Looking back into a past of chaos, corruption and crime, Indonesia has clearly come a long way in reforming its timber sector.
During the 1990s and early 2000s, illegal logging was so widespread that more than 70-80 per cent of timber produced in Indonesia was sourced illegally.
But in 2016, under a Forest Law Enforcement, Governance and Trade (FLEGT) Voluntary Partnership Agreement (VPA) with the European Union, Indonesia became the first country in the world to obtain a FLEGT licence for its timber and wood products exported to the EU – a legally binding trade agreement aiming to tackle illegal logging, improve forest governance and promote trade in legal timber.
In 1999, we and our then-partner Telapak published a report revealing illegal logging operations in two world-renowned national parks, Tanjung Puting and Gunung Leuser. It was the first report to alert the world to the horrendous scale of illegal logging and the corrupt politician behind it. The Indonesian Government responded and designated illegal logging as one of its priority issues and this led to a number of actions which include enforcing log export ban, listing the precious timber ramin in Appendix III of the Convention on International Trade in Endangered Species (CITES), timber industry revitalisation and several bilateral co-operations.
The 2002 UK-Indonesia Memorandum of Understanding to tackle illegal logging and improve forest governance paved the way for the reform process in the timber sector.
But reform isn’t just a matter of new laws, trade agreements and improved enforcement – absolutely vital to the success and credibility of any reform in this sector is the active, impartial and transparent involvement of civil society.
Civil society groups in Indonesia played an important role in driving the multi-stakeholder process to define timber legality and develop a timber legality verification system (SVLK) which later became the basis of the VPA between Indonesia and the EU. The SVLK was the only national mandatory certification scheme to formally recognise the role of civil society independent monitoring in the system.
Civil society’s independent monitoring of SVLK lends credibility to the system as an essential part of the checks and balances. Our partner NGO was instrumental in setting up an independent forestry monitoring network, the Jaringan Pemantau Independen Kehutanan (JPIK) in 2010. Since then, it has been regularly monitoring implementation of SVLK and providing input for the system and policy improvements.

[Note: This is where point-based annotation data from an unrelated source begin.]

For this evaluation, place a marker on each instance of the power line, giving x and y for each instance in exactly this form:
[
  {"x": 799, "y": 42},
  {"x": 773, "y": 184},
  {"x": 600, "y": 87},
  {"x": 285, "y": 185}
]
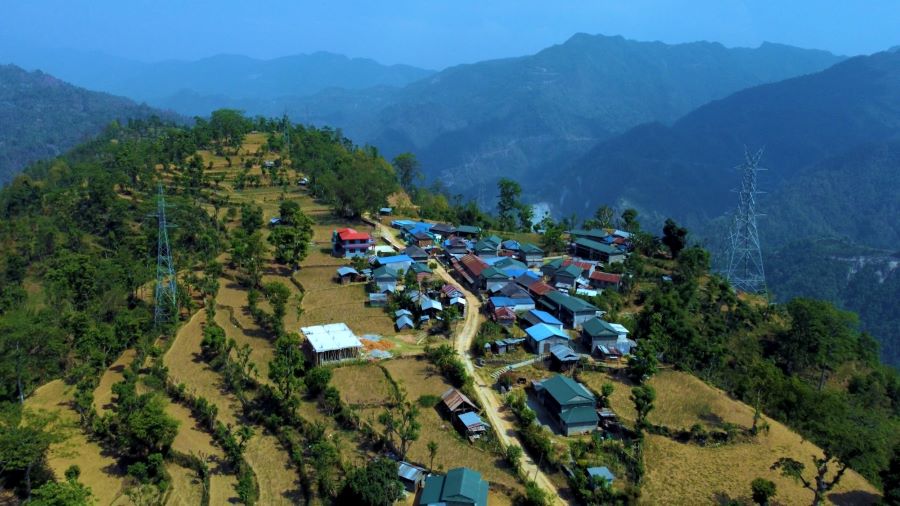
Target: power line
[
  {"x": 745, "y": 265},
  {"x": 165, "y": 299}
]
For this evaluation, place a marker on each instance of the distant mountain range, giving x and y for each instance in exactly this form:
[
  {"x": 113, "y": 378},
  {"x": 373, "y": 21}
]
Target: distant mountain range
[
  {"x": 821, "y": 134},
  {"x": 528, "y": 117},
  {"x": 216, "y": 80},
  {"x": 41, "y": 117}
]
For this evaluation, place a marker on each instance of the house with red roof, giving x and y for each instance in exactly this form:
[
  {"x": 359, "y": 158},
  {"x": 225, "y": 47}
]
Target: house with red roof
[{"x": 349, "y": 243}]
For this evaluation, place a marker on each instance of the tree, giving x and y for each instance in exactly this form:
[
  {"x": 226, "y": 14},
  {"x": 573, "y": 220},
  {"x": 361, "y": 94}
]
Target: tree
[
  {"x": 25, "y": 438},
  {"x": 762, "y": 491},
  {"x": 286, "y": 367},
  {"x": 317, "y": 380},
  {"x": 376, "y": 484},
  {"x": 642, "y": 397},
  {"x": 508, "y": 203},
  {"x": 628, "y": 220},
  {"x": 66, "y": 493},
  {"x": 277, "y": 294},
  {"x": 432, "y": 453},
  {"x": 674, "y": 237},
  {"x": 251, "y": 217},
  {"x": 890, "y": 479},
  {"x": 603, "y": 217},
  {"x": 407, "y": 167}
]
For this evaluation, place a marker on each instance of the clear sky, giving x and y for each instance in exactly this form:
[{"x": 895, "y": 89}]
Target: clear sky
[{"x": 432, "y": 33}]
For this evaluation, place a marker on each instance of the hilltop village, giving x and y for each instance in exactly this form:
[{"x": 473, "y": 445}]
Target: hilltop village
[{"x": 335, "y": 342}]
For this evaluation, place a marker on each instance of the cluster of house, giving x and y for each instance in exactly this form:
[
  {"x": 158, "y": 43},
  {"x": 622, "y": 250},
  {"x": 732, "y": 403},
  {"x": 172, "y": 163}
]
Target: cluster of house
[
  {"x": 459, "y": 487},
  {"x": 511, "y": 276}
]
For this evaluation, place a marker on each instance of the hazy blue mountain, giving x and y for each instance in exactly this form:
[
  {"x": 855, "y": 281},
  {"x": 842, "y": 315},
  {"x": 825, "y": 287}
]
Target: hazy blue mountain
[
  {"x": 42, "y": 116},
  {"x": 532, "y": 115},
  {"x": 685, "y": 170},
  {"x": 217, "y": 78}
]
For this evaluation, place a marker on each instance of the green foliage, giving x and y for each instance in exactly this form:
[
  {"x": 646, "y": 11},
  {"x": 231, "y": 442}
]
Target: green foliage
[
  {"x": 762, "y": 491},
  {"x": 317, "y": 380},
  {"x": 674, "y": 237},
  {"x": 67, "y": 493},
  {"x": 287, "y": 366},
  {"x": 375, "y": 484}
]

Indonesian civil society is also actively involved in the political process of the VPA as the Indonesian Government agreed to have stakeholders’ representation at the negotiation table. The multi-stakeholder process in the development and implementation of the SVLK, and in the negotiation and implementation of the VPA, has continued to date.

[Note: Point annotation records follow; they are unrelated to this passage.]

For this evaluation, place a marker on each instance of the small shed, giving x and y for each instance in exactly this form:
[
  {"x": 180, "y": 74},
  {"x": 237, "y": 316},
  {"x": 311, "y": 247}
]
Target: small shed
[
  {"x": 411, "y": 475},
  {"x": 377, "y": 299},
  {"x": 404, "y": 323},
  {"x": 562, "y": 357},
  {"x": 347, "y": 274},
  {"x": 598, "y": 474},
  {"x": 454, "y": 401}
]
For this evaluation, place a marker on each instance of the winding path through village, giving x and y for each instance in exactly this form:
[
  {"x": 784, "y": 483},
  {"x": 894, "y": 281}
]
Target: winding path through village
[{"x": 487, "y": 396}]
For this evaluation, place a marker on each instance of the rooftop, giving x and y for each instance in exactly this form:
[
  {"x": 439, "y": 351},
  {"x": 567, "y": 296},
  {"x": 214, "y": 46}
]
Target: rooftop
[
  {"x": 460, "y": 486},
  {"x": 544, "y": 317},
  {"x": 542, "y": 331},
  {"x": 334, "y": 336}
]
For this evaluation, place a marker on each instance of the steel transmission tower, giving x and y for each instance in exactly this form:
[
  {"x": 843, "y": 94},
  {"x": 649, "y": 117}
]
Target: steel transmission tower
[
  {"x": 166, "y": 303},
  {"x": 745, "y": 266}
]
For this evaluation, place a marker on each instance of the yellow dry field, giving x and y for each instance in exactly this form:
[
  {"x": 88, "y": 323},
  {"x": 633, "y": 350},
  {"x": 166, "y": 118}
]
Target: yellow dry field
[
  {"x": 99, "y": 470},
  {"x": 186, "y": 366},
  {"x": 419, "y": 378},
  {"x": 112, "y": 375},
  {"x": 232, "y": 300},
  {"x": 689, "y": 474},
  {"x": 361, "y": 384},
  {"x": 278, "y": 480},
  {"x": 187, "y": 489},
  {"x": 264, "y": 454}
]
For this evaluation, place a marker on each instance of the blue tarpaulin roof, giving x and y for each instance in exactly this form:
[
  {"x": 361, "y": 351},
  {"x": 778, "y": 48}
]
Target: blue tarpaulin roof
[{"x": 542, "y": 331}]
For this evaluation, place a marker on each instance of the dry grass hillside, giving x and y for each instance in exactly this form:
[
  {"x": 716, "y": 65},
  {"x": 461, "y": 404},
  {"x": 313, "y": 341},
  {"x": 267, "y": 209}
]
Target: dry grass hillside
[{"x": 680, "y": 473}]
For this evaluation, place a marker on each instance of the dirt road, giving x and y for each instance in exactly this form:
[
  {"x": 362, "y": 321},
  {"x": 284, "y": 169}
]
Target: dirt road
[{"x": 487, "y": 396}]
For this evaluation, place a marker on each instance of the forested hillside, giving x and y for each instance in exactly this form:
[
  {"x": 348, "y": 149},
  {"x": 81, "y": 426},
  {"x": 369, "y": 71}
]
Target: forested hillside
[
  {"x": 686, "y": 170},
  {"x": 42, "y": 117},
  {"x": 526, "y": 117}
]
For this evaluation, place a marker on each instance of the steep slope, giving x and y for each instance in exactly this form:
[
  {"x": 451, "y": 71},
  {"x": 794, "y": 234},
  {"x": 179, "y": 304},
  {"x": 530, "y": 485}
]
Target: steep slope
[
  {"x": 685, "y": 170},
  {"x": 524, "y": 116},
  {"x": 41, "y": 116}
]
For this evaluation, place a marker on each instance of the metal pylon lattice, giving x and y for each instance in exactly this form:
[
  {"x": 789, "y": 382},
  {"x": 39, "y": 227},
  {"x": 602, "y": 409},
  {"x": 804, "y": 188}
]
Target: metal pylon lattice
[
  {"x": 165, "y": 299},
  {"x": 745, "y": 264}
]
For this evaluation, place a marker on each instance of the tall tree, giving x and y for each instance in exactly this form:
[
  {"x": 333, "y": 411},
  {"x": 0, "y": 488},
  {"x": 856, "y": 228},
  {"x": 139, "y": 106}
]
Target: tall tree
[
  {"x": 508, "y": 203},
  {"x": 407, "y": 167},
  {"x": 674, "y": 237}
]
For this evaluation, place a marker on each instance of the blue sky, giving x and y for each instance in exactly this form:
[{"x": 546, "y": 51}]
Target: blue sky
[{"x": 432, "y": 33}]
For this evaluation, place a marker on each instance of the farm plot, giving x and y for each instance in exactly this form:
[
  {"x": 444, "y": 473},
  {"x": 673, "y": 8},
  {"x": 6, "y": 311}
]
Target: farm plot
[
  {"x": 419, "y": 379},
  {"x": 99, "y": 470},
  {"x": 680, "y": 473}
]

This is not just a matter of window dressing or virtue-signaling – the sustained political will and the engagement of stakeholders have resulted in continuous improvement of the SVLK and relevant forestry policies.
However, many governance challenges persist. Weak enforcement of the regulations as well as poor law enforcement against violations and non-compliances remain the issues continually hampering full reform. The recent case of encroachment and illegal logging in Sebangau National Park, reported by JPIK and ourselves, has still not yet been properly followed through by the Ministry of Environment and Forestry (MoEF).
Another governance challenge remaining within the forestry sector is transparency. Civil society monitors have been frustrated when it comes to accessing public information held by ministries and other Government agencies, as highlighted by JPIK in its 2018 annual report. Despite having a Public Information Disclosure Act, our partner Forest Watch Indonesia had to drag the MoEF to the court of the Central Information Commission to get access to baseline forestry information needed by the monitor to properly carry out its function.
This case took three years, including an appeal by MoEF to the Jakarta State Administration Court, before it was ruled that the information requested by FWI was indeed public information and must be disclosed, which the MoEF subsequently did. An improved ministerial regulation regarding the public information service within the MoEF was issued in June 2018.
Apart from timber, several other policy reform initiatives in the forest have taken place, such as the extension of a permit moratorium in the primary forest and peatland, fire prevention and restoration of peatland and land reform through social forestry. Indonesian civil society has also been actively engaged with these initiatives, establishing an independent monitoring platform on peatland restoration while many civil society organisations are serving as community facilitators in the social forestry movement.
The lessons from the forestry sector during the past two decades should be used to advance change in other sectors, particularly the palm oil sector which has already been identified as a significant threat to Indonesia’s remaining forests, more so if the expansion of palm oil plantations continue uncontrolled; unfortunately, the current on-going initiative to reform the national sustainable palm oil certification scheme (ISPO) falls short of expectation.
Due to pressure from Indonesian civil society, the issuance of a presidential regulation on ISPO is currently on halt and the President of Indonesia, Joko Widodo, issued a presidential instruction on a moratorium and review of palm oil permits that will last for three years.
This move by the Government has been widely appreciated by civil society as it will provide a temporary break needed to evaluate existing conditions and formulate a concrete roadmap to reform the palm oil sector in synergy with other initiatives in other sectors.
However, without an open, transparent process and participation of stakeholders – including civil society and community – the policy will only be good on paper.